Des alternatives pour capitaliser son exploitation

Capitaliser les exploitations agricoles et viticoles reste indispensable pour continuer d’investir dans la mécanisation.

Le cabinet d’expertise comptable et de conseil Cerfrance cherche des solutions pour pallier la baisse des fonds propres.

C’est un constat que dresse le réseau associatif de conseil et d’expertise comptable Cerfrance : fonds propres et capitalisation des entreprises rurales, et notamment des exploitations agricoles, sont affaiblis par divers éléments.

« Comme le démontrent les chiffres, les résultats économiques des exploitations, y compris dans des secteurs habituellement performants comme la plaine d’Arcis, régressent régulièrement laissant apparaître des problèmes de fonds propres », constate Philippe Champignolle, président de Cerfrance Aube.
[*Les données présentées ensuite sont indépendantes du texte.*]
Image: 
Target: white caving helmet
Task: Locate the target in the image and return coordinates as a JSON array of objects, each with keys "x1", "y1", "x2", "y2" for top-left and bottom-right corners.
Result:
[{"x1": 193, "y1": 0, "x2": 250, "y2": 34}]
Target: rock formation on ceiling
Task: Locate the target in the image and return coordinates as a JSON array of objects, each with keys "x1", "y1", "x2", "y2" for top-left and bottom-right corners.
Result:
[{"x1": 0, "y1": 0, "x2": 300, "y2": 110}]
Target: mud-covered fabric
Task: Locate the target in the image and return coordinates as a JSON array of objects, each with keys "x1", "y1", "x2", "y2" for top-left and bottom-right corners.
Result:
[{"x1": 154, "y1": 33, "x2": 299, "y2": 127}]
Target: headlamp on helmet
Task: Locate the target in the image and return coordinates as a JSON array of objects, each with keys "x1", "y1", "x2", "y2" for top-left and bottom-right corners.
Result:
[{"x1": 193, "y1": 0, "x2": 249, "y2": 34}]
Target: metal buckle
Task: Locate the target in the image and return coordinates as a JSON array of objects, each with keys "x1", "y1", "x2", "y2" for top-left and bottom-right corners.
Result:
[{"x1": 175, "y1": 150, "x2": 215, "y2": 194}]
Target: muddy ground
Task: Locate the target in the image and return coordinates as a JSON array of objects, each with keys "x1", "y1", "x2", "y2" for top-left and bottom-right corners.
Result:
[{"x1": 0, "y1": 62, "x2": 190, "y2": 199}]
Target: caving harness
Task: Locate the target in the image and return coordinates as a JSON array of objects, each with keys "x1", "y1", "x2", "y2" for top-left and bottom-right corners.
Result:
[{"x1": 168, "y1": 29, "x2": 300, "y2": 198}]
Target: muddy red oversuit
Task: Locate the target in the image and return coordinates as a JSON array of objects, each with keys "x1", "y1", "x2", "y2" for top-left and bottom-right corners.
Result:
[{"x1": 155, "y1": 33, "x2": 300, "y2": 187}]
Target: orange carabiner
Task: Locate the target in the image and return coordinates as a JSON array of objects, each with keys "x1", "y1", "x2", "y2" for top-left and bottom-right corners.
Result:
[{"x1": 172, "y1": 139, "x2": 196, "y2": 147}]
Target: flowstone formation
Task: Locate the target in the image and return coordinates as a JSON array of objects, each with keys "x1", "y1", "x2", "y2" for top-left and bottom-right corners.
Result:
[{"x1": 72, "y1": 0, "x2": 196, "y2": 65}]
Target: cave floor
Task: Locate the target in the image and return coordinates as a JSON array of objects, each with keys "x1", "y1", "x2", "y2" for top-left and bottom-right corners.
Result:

Les causes sont multiples. Les aléas climatiques, de plus en plus fréquents, impactent directement les rendements. Ainsi, 2020 aura été marquée par une troisième sécheresse estivale consécutive. En même temps, comme cela aura été le cas pour les betteraves, la pression insecte est en forte augmentation avec l’interdiction de certaines molécules pour les traitements. Le secteur viticole aura été pour sa part fortement impacté par la chute des ventes de bouteilles de champagne consécutivement à la crise sanitaire. Difficile dans un contexte aussi changeant de rester sur des modèles classiques de financement.

LA FIN D’UN MODÈLE

« Il est de plus en plus évident que nous arrivons à la fin d’un cycle et que les modèles de financement doivent évoluer et s’adapter aux changements », ajoute Yannick Fassaert, président délégué du groupe Cerfrance Nord Est Ile-de-France (CNEIDF). En d’autres termes, sans remettre en question le système bancaire, il faut trouver d’autres sources complémentaires et alternatives de financement. « Nous réfléchissons avec divers partenaires comme les collectivités locales mais aussi les banques à la mise en place de financements obligataires faisant appel aussi bien à l’épargne populaire qu’à la capacité d’investissement des entreprises », précise-t-il.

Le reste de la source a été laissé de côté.